The Mannequin Problem in Marketing comms
In fashion, the mannequin presents an idealised version of how a person should look. It works because the mannequin has no flaws — no awkward proportions, no scars, no beerbelly, no context. The moment a real person puts on that same outfit, the illusion meets reality.
Clients do exactly the same thing.
A competitor launches a sleek new campaign, and suddenly every company in the sector wants that look, that tone, that strategy. I’ve sat with some clients whose briefs were essentially: “Do what they did.” No consideration for whether it fits their own identity, audience, or market position. I had to disagree with another client who prepared a brief that suggested imitating their competitor’s approach, and I later received a commendation for my audacity in being original because I achieved a better outcome.
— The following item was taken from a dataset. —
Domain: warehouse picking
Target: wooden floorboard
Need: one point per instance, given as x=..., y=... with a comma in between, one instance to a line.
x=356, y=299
The mannequin syndrome is so prevalent that you can hardly differentiate the message of a premium brand from that of a value-for-money product.
The result? A marketplace full of brands wearing the same outfit — and none of them wearing it to suit their purpose, their market or space.
Custom Sizing Exists for a Reason
Here’s what’s interesting. The fashion industry figured this out years ago. Custom sizing, made-to-measure, personalisation — these aren’t niche offerings anymore. They’re dominant trends. The market has accepted that one size does not fit all.
Yet in branding and communications, I still see clients and agencies chasing the mannequin, aiming to impress rather than align with their targets’ expectations.
Trending formats are adopted because they’re trending. We mimic viral campaigns without asking whether our audience responds to that style or has ever wanted to be in that space. We follow playbooks designed for someone else’s body.
Originality is a Strategic Advantage
In my experience, the brands that endure — the ones that build real equity over time — are the ones that do the harder work of understanding their own shape. Their own voice. Their own story.
That means resisting the temptation to look at what’s working for others and instead asking: What is true about us? What do we offer that no one else can? How do we show up in a way that only we can sustain?
This is where public relations earns its seat at the strategy table. Not by dressing clients in whatever’s trending, but by helping them find the fit that’s authentically theirs.
The Uncomfortable Question
As practitioners, we have to ask ourselves honestly: how often are we recommending strategies that genuinely fit the client, and how often are we just pointing at the mannequin?
I’d love to hear from you. When was the last time you chose originality over imitation in your work — and what did it cost you?